Clothing Britain’s Spies During World War II - pepys
https://daily.jstor.org/clothing-britains-spies-wwii/
======
bertil
My grand-mother (who passed away last month) was the last surviving member of
the network Comet, that tried to find, host and help British, and later
American and Canadian, pilots out of occupied Europe into Spain. She had
incredible stories about how to clothe the pilots: the vest, borrowed from
that my then-slim great-uncle, with the button that popped in the Pyrenees,
never to be found; hats and shoes were really hard; the cello box with a
priceless cello in, shot by a patrol.

In one instance, it was really difficult because one of the pilots was so
tall. The only way they could find something that barely fit was a cassock,
the long black dress a priest would wear. (How my furiously anti-religious
grand-mother, my Protestant grand-father and their best friend, the son of the
Pastor from the Church of Sweden, found a Catholic cassock was never part of
the story.) They did agree that he was too young, and had to be a seminarist
-- therefore couldn’t celebrate sacraments, and had to stay quiet. Once again:
they probably should have known the cassock had to be different than a
priest’s. That was less a problem than the two inches missing at his ankles.
Late growth spur was anyone’s guess.

The problem was: he had giant feet and no one could find shoes that fit, so he
had to keep his Air Force issued shoes. They didn’t seem to look out of place,
as the story goes: one day, to keep the cabin-feverish pilots busy while
waiting for the green light from the coyotes, they all went to Montmartre. My
grand-mother wanted to pretend they were friends visiting, and tried to take a
photo of them on the steps. A German officer, willing to oblige, apparently
suggested that my grand-mother stand with them while _he_ took the photo.
Thank God he never noticed the shoes: not sure my grand-mother would have
found the inspiration to explain why the US Armed Forces was the appropriate
source of footwear for freakishly tall seminarist.

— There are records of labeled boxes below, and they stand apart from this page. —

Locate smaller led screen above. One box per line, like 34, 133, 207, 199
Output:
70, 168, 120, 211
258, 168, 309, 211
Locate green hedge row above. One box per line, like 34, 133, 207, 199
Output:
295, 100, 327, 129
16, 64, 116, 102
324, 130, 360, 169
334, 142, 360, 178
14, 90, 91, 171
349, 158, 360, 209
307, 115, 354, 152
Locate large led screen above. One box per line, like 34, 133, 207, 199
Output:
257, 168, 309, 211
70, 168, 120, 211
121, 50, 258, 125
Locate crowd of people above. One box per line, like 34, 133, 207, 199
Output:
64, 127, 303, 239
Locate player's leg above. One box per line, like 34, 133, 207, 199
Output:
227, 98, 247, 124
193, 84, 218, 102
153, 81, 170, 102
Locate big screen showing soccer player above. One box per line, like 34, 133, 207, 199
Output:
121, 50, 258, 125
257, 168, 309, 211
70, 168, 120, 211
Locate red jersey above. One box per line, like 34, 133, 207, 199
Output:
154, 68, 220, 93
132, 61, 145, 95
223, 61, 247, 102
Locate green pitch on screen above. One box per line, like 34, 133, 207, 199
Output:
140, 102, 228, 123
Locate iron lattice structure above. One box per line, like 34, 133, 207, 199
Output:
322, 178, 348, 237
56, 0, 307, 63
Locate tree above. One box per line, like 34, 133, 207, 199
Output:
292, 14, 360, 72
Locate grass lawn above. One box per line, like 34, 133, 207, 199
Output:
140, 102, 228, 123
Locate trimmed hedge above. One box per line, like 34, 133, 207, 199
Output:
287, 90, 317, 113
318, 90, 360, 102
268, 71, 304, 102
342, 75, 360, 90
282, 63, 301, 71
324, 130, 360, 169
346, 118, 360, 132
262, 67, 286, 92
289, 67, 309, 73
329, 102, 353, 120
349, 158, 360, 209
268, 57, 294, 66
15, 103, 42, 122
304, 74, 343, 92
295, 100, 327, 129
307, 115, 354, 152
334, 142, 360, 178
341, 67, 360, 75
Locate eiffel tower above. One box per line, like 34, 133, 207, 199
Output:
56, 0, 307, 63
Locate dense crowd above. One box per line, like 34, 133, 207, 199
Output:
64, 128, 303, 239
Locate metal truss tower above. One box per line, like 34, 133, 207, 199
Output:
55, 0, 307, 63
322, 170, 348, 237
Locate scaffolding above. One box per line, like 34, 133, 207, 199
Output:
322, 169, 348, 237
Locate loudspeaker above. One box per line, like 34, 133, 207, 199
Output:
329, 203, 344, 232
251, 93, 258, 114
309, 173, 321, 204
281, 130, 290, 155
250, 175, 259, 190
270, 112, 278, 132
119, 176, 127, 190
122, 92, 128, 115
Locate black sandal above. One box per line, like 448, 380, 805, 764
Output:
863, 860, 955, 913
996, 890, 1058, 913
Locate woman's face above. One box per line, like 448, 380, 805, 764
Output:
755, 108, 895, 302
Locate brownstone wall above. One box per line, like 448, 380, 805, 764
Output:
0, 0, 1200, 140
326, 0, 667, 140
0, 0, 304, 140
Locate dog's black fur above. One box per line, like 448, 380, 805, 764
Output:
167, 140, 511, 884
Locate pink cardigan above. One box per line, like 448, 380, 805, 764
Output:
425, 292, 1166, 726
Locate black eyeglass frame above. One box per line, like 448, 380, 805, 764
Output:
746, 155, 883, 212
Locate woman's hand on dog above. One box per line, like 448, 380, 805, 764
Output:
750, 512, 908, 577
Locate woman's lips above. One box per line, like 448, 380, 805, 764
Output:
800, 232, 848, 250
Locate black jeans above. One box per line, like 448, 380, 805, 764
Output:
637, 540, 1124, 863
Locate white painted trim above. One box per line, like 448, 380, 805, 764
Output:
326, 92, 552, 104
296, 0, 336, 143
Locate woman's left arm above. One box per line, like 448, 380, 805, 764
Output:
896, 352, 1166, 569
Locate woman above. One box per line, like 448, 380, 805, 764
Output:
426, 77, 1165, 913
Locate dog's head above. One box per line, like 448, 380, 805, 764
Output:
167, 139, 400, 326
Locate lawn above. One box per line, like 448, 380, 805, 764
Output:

My grand-mother only regret: that she didn’t dare ask the officer to stand
with the “priest” and keep the photo for historians to admire the shoes.

\--- Epilogue:

I later found a store selling replicas of WWII memorabilia and I checked to
see what the shoes looked like (the German officer was a terrible photographer
and had framed the photo below the stem, showing some leg but without the
feet). I expected something very distinct, like ranger boots: check for
yourself, US Air Force officers’s shoes would not look out of place on any
civilian in 1940.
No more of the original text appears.